05.01.14 - 10.01.14, Seminar 14022

Connecting Performance Analysis and Visualization to Advance Extreme Scale Computing

Diese Seminarbeschreibung wurde vor dem Seminar auf unseren Webseiten veröffentlicht und bei der Einladung zum Seminar verwendet.


Over the last decades an incredible amount of resources has been devoted to building ever more powerful supercomputers. However, exploiting the full capabilities of these machines is becoming exponentially more difficult with each new generation of hardware. To help understand and optimize the behavior of massively parallel simulations the performance analysis community has created a wide range of tools and APIs to collect performance data, such as flop counts, network traffic or cache behavior at the largest scale. However, this success has created a new challenge, as the resulting data is far too large and too complex to be analyzed in a straightforward manner. Therefore, new automatic analysis approaches must be developed to allow application developers to intuitively understand the multiple, interdependent effects that their algorithmic choices have on the final performance.

The natural first step towards automatic analysis is to visualize the collected data to provide some insight into general trends. This helps both application developers and performance experts to form new hypotheses on potential causes of and solutions for performance problems. Furthermore, intuitive visualizations are highly effective in conveying the results of any analysis and thus are a valuable tool throughout the entire process. Unfortunately, visualizing performance data has proven challenging as the information is highly abstract, non-spatial, and often categorical. While some early attempts of visualizations in performance tools have been proposed, these are rudimentary at best and have not found widespread adoption.

At the same time the information visualization and visual analytics community is developing techniques to visualize, illustrate, and analyze complex, non-spatial data. This has led to new general design principles of visualization tools, color spaces, and user interfaces as well as a wide array of common techniques to tackle a broad range of applications. Unfortunately, so far the overlap between these communities is limited even though both areas could gain significantly from a closer collaboration.

Performance analysis is quickly reaching a stage where highly advanced analysis and visualization techniques will be mandatory rather than extravagant optional components. At the same time, visualization researchers are continuously looking for new application areas that challenge the expressive power of their techniques. Together these fields have the potential to establish the field of performance visualization at the intersection of performance analysis and classical visualization and thereby to significantly impact the future of high performance computing.

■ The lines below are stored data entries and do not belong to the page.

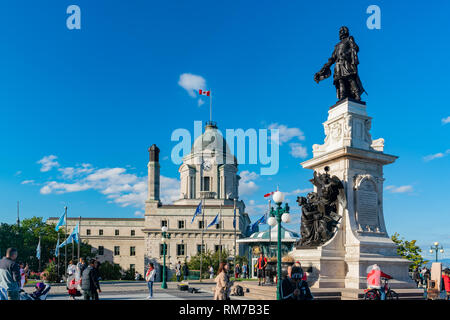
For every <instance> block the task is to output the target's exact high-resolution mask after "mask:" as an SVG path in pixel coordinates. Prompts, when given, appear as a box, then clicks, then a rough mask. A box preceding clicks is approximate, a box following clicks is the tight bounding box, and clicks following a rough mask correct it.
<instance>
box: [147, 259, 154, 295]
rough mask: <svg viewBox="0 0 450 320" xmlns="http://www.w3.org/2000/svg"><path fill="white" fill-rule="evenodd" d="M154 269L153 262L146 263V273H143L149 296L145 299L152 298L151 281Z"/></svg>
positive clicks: (151, 284)
mask: <svg viewBox="0 0 450 320" xmlns="http://www.w3.org/2000/svg"><path fill="white" fill-rule="evenodd" d="M155 275H156V270H155V268H154V265H153V263H151V262H150V263H149V264H148V270H147V274H146V275H145V281H147V286H148V292H149V296H148V297H147V299H152V298H153V282H155Z"/></svg>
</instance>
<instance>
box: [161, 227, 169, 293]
mask: <svg viewBox="0 0 450 320" xmlns="http://www.w3.org/2000/svg"><path fill="white" fill-rule="evenodd" d="M161 231H162V238H161V242H162V244H163V281H162V284H161V288H163V289H167V275H166V252H167V239H170V234H168V233H167V231H168V228H167V227H166V226H164V227H162V228H161Z"/></svg>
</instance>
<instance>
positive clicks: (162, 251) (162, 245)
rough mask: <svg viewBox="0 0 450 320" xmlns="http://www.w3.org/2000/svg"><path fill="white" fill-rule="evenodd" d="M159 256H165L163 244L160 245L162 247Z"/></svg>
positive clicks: (166, 252) (159, 251) (159, 252)
mask: <svg viewBox="0 0 450 320" xmlns="http://www.w3.org/2000/svg"><path fill="white" fill-rule="evenodd" d="M166 254H167V252H166ZM159 255H160V256H163V255H164V245H163V244H160V245H159Z"/></svg>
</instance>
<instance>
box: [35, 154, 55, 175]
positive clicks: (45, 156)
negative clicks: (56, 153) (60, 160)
mask: <svg viewBox="0 0 450 320" xmlns="http://www.w3.org/2000/svg"><path fill="white" fill-rule="evenodd" d="M57 158H58V157H57V156H54V155H52V154H51V155H49V156H45V157H43V158H42V159H41V160H39V161H38V162H37V163H39V164H41V165H42V167H41V172H47V171H50V170H51V169H53V168H54V167H58V166H59V163H58V161H56V159H57Z"/></svg>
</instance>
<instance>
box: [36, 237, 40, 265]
mask: <svg viewBox="0 0 450 320" xmlns="http://www.w3.org/2000/svg"><path fill="white" fill-rule="evenodd" d="M36 258H38V259H39V260H40V259H41V238H39V243H38V246H37V248H36Z"/></svg>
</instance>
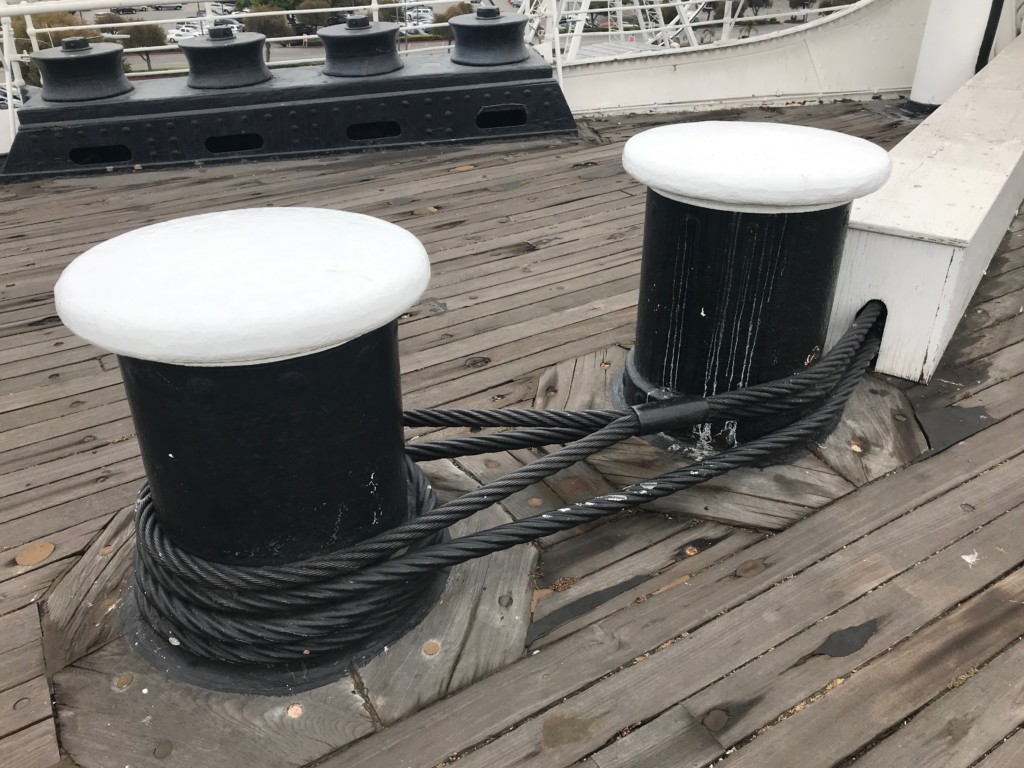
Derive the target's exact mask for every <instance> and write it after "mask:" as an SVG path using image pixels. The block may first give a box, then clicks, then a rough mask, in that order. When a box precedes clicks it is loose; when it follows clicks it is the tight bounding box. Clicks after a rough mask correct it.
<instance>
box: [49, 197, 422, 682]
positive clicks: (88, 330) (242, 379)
mask: <svg viewBox="0 0 1024 768" xmlns="http://www.w3.org/2000/svg"><path fill="white" fill-rule="evenodd" d="M429 276H430V268H429V262H428V259H427V255H426V252H425V251H424V249H423V246H422V245H421V244H420V243H419V241H418V240H416V238H414V237H413V236H412V234H410V233H409V232H407V231H406V230H403V229H401V228H399V227H397V226H394V225H392V224H388V223H386V222H384V221H380V220H378V219H373V218H371V217H369V216H361V215H358V214H352V213H343V212H337V211H326V210H317V209H308V208H283V209H276V208H267V209H260V210H241V211H231V212H225V213H213V214H206V215H202V216H193V217H188V218H183V219H177V220H174V221H169V222H165V223H161V224H155V225H153V226H147V227H143V228H141V229H137V230H135V231H130V232H127V233H126V234H122V236H120V237H118V238H115V239H113V240H111V241H108V242H105V243H102V244H100V245H98V246H96V247H94V248H92V249H90V250H89V251H87V252H86V253H85V254H83V255H82V256H80V257H79V258H77V259H76V260H75V261H74V262H72V264H71V265H70V266H69V267H68V268H67V269H66V270H65V272H63V274H62V275H61V276H60V280H59V281H58V283H57V285H56V288H55V290H54V292H55V296H56V304H57V311H58V312H59V314H60V317H61V319H62V321H63V322H65V324H66V325H67V326H68V327H69V328H70V329H71V330H72V331H74V332H75V333H76V334H78V335H79V336H81V337H83V338H85V339H86V340H88V341H90V342H92V343H94V344H96V345H97V346H99V347H101V348H103V349H108V350H110V351H113V352H116V353H117V354H118V356H119V361H120V365H121V369H122V373H123V376H124V382H125V389H126V392H127V394H128V400H129V403H130V407H131V411H132V417H133V420H134V422H135V430H136V434H137V436H138V442H139V449H140V451H141V455H142V462H143V465H144V467H145V472H146V476H147V478H148V482H150V486H151V489H152V495H153V500H154V504H155V508H156V514H157V518H158V520H159V523H160V526H161V528H162V529H163V531H164V532H165V534H166V536H167V538H168V539H169V540H170V541H171V542H172V543H173V544H174V545H176V546H177V547H178V548H180V549H181V550H183V551H184V552H186V553H188V554H189V555H194V556H198V557H200V558H203V559H204V560H207V561H211V562H214V563H227V564H234V565H246V566H251V565H261V564H283V563H295V562H297V561H300V560H302V559H303V558H308V557H311V556H316V555H322V554H324V553H329V552H334V551H337V550H339V549H341V548H343V547H346V546H348V545H351V544H353V543H355V542H359V541H362V540H366V539H368V538H370V537H372V536H374V535H377V534H380V532H382V531H385V530H388V529H390V528H393V527H394V526H396V525H399V524H401V523H404V522H407V521H409V520H411V519H413V518H414V517H416V516H417V514H418V512H419V511H420V510H419V509H417V503H416V501H415V500H413V499H411V494H410V490H411V488H410V487H408V483H407V473H408V472H409V471H410V468H409V465H408V463H407V460H406V456H404V450H403V439H402V427H401V395H400V388H399V377H398V355H397V336H396V329H397V319H396V318H397V317H398V315H399V314H400V313H401V312H403V311H404V310H406V309H407V308H408V307H409V306H411V305H412V304H413V303H414V302H415V301H416V300H417V299H418V298H419V296H420V295H421V293H422V292H423V290H424V289H425V288H426V285H427V281H428V280H429ZM428 582H430V580H429V579H428V580H423V584H426V583H428ZM423 584H420V585H415V588H416V589H420V588H422V587H423ZM142 592H143V590H141V589H140V588H139V587H138V585H136V588H135V594H134V598H135V599H136V600H141V601H144V600H146V599H147V596H146V595H145V594H141V593H142ZM429 592H430V590H429V589H426V593H429ZM143 607H144V606H143ZM328 607H329V606H325V610H326V609H327V608H328ZM427 607H429V606H428V605H424V604H423V601H421V603H420V605H418V606H415V608H414V610H413V613H414V614H416V613H422V612H423V611H425V610H426V608H427ZM141 613H142V615H145V611H144V610H141ZM130 615H131V614H130ZM415 618H416V615H412V614H410V613H409V612H407V613H406V614H403V615H401V616H399V617H398V618H397V620H396V622H395V623H394V625H393V628H394V632H400V631H401V630H402V629H404V628H408V626H409V625H410V623H411V622H413V621H415ZM254 625H257V626H255V627H254V630H255V631H256V632H258V623H257V622H255V621H254ZM128 631H129V636H130V638H131V639H132V641H133V644H134V645H136V646H139V647H140V649H141V650H142V651H143V652H144V654H145V655H146V656H147V657H148V658H150V660H152V662H154V663H155V664H156V665H157V666H158V667H161V668H163V669H164V670H165V671H168V672H172V673H174V674H179V675H180V676H181V677H183V678H184V679H187V680H190V681H193V682H197V683H199V684H204V685H209V686H210V687H216V688H223V689H229V690H259V691H262V692H271V691H275V690H290V689H292V688H293V686H294V685H295V682H296V679H297V675H299V672H298V670H300V669H301V675H299V677H301V680H302V683H303V686H304V687H309V685H310V684H313V683H317V682H324V681H325V680H327V679H330V678H331V677H332V676H337V675H340V674H343V673H344V672H345V668H346V664H347V663H348V662H349V660H350V659H351V657H352V654H351V653H348V654H347V655H346V654H344V653H343V654H335V655H334V656H330V655H329V656H327V657H326V658H325V659H321V658H310V659H309V660H308V662H305V660H304V659H303V662H302V664H299V665H294V664H293V665H289V664H284V665H280V666H279V667H278V668H275V669H266V668H264V667H261V666H258V665H254V666H246V665H241V666H233V667H232V665H230V664H216V663H209V662H206V660H204V659H200V658H194V657H190V656H188V655H187V654H185V653H183V651H182V649H181V648H178V647H175V646H176V645H177V641H176V639H175V638H173V637H167V636H166V634H167V633H164V634H161V632H160V631H159V630H155V629H154V627H152V626H147V625H146V623H145V622H144V621H140V620H139V618H138V616H134V618H132V620H130V622H129V625H128ZM378 639H379V640H380V643H384V642H387V641H388V640H389V638H388V637H382V638H378ZM390 639H393V636H392V637H391V638H390ZM317 665H319V667H317Z"/></svg>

This Dagstuhl Perspectives Workshop will gather leading experts from both performance analysis and information visualization to:

  1. Introduce experts in each area to the relevant state of the art of the other;
  2. Provide a forum to form new collaborations; and
  3. Discuss medium term strategies to bring the joined work to the attention of funding agencies.

We intend to start the Perspectives Workshop with several overview talks in each fields to create a common ground on the type of data available, the biggest open challenges, and potentially relevant existing work. Each of these will be followed by an open discussion aimed at ensuring that sufficient background knowledge is provided to all participants. These will be followed by breakout sessions focused on particular topic areas such as multi-dimensional analysis, graph drawing, or correlation analysis. The last portion of the workshop will focus on concrete steps to bring joined work to the attention of the various funding agencies in both fields. Given the potential impact of performance visualization on high performance computing the goal is to shape a new research area at the intersection of performance analysis and visualization.